Development Program of black soy bean farmers in Indonesia

Partnering the Gadjah Mada University in Indonesia has enabled Unilever to make a real difference to the lives of farmers of black soy bean: a vital ingredient in the country’s popular Bango soy sauce brand. A new variety of black soy bean, Mallika, came out of this partnership – robust enough to withstand tough growing conditions.

In Indonesia, we have worked with farmers to develop a high-quality sustainable supply of black soy bean for Bango, our market-leading sweet soy sauce brand. First sold in 1928, Bango has always been known for its distinctive taste, which is due to the high-quality black soy beans we use.

In 2000, we started working with Gadjah Mada University to engage local farmers – beginning with just 12. We provided technical assistance and financing to help them improve their productivity and boost their incomes from black soy beans (which are less commonly grown than yellow soy beans).

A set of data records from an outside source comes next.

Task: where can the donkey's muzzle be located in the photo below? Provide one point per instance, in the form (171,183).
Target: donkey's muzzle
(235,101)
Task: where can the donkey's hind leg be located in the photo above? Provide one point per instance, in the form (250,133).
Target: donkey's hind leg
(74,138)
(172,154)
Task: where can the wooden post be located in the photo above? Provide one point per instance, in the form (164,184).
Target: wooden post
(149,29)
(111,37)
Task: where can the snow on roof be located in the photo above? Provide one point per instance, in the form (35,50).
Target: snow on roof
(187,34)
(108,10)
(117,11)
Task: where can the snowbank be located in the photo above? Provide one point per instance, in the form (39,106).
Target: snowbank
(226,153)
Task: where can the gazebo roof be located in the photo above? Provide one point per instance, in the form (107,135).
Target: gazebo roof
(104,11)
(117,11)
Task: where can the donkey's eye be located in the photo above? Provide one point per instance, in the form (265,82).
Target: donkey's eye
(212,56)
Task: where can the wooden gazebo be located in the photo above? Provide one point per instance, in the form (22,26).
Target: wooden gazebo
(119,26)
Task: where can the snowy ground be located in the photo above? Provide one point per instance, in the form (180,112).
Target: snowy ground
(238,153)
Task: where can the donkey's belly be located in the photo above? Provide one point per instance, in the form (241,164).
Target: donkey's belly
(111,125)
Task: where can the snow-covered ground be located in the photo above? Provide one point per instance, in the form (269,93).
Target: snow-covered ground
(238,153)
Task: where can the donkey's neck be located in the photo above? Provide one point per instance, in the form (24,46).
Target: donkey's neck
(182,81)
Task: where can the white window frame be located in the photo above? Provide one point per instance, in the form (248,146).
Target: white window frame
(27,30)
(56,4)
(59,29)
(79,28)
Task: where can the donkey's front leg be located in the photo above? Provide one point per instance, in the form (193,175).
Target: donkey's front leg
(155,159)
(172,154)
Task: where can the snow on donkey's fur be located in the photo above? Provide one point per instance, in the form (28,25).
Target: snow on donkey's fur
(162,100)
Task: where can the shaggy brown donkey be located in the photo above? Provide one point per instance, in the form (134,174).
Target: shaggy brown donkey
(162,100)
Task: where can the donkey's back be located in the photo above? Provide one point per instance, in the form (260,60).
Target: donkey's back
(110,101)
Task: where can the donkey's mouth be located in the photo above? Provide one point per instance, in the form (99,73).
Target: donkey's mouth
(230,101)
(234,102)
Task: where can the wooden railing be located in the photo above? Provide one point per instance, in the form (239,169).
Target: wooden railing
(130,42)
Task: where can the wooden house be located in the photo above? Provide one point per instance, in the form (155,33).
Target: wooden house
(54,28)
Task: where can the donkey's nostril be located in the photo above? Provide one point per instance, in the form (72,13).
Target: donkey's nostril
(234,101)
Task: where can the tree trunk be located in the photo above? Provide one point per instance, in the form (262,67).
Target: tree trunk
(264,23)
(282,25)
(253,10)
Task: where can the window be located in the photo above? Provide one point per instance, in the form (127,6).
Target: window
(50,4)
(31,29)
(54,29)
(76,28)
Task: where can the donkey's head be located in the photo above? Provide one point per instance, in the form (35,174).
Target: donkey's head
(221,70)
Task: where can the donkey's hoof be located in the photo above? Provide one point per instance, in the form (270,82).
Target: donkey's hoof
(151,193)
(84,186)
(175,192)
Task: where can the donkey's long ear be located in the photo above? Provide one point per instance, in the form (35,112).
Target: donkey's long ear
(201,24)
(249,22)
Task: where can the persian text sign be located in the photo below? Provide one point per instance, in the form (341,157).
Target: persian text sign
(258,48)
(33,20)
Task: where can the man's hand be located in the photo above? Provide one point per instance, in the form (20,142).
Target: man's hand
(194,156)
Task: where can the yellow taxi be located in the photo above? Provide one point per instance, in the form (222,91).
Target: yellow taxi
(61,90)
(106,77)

After much research, the Mallika black soy bean was developed in collaboration with Gadjah Mada. The plant is robust enough to stand a good chance of surviving droughts, flooding and pests, which results in a better yield. This improves the lives and livelihoods of the farmers who grow the beans as well as ensuring a reliable supply to Unilever, even in years when growing conditions are not particularly favourable.

The Mallika seed is distributed free of charge. As an extra boost, Unilever runs education programmes to give farmers planting advice, teaching them how to increase yields and improve quality and efficiency. These farmer schools also allow farmers to meet, share experiences and learn from each other. Unilever then buys back the harvest to use for Bango.

We are now teaching over 9,000 farmers – including 2,000 women.